Está claro que no podemos luchar contra nuestra propia naturaleza y si está en nuestros genes el claudicar ante los guapos, incluso sin pretenderlo, acabaremos haciéndolo.
Todo esto no lo digo yo, pues existen infinidad de estudios, desde hace bastantes años, que no hacen más que corroborar esta teoría. Sin ir más lejos, recientemente se hizo una investigación liderada por el psicólogo Alan Slater, de la Universidad británica de Exeter, en la que demostró que los bebés de tan sólo cinco o seis días de vida, se decantan por las caras más guapas. Parece ser que los neonatos se quedaban más tiempo mirando las caras bonitas, con rasgos más armónicos y de formas más agradables, concluyendo que la apreciación de la belleza facial es de nacimiento en las personas y no algo que se aprende con los años. Con todo esto digo que si ya desde nuestros inicios en este mundo, cuando aún estamos libres de todo condicionamiento, clichés y modas casi impuestas por multitud de medios, ya preferimos a los guapos ¿cómo vamos a pretender despojarnos de nuestros profundos instintos en la edad adulta?

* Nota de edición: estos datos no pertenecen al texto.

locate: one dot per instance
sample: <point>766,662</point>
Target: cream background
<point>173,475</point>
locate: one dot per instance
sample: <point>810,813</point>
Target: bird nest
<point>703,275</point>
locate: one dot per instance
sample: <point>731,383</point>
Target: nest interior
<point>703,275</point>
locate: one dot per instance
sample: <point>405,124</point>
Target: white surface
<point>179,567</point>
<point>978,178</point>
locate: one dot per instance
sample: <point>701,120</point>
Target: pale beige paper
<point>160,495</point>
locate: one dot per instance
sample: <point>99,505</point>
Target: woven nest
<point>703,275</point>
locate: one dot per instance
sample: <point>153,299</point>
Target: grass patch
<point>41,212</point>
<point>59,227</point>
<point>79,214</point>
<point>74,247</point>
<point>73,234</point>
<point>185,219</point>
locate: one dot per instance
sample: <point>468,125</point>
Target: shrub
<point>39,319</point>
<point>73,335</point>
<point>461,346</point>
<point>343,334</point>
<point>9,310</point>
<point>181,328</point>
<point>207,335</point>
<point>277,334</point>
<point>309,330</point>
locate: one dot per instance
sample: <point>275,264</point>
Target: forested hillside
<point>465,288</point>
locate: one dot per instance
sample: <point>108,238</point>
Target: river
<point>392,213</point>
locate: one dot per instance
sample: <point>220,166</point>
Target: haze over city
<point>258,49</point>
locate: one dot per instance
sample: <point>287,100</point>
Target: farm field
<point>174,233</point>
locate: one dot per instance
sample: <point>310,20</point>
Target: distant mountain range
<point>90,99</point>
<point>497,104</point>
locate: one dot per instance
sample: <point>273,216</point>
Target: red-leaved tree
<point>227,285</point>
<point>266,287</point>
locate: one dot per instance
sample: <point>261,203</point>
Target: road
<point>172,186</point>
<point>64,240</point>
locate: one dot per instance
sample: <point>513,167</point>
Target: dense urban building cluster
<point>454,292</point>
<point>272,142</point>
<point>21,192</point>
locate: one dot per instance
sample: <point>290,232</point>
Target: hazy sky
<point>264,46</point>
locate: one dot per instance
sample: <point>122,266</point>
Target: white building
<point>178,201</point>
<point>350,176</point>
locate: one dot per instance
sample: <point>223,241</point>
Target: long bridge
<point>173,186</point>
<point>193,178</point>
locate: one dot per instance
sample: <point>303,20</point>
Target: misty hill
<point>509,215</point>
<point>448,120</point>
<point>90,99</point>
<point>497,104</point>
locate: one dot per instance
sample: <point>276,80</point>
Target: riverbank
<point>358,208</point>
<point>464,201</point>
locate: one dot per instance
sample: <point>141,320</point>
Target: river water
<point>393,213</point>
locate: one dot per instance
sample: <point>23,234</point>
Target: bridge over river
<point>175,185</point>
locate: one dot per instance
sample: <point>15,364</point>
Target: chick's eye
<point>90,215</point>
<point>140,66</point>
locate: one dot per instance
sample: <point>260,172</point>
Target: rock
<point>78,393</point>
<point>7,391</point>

Huelga decir que porque no seas tan agraciado o no tengas la dicha de tener una cara armoniosa en todas sus facciones, ya vas a estar desprovisto de toda posibilidad de éxito en una selección. No se trata de eso, pero sí hemos de reconocer que, sin darnos cuenta, vamos a sentir mayor empatía, percibir como más simpáticos y mostrarnos más cercanos hacia los guapos.
¿Selección natural? ¿Restos de instintos o impulsos heredados que, hoy por hoy, ya son innecesarios? Puede ser, pero el caso es que vivimos en una sociedad que tiene muy en cuenta el aspecto físico, el impacto que generas o, como dicen en algunos sitios, la “buena presencia” (y esto me recuerda lo que siempre decía el padre de una amiga: “así como te vean, te van a tratar”), por lo que, aunque no nos guste o nos cueste admitirlo, todos nosotros acabamos dejándonos llevar por nuestros más primitivos instintos y con ellos, o por culpa de ellos, a veces vemos determinada nuestra conducta y/o reducido nuestro propio criterio, a algo tan sencillo pero poderoso como lo guapo que eres.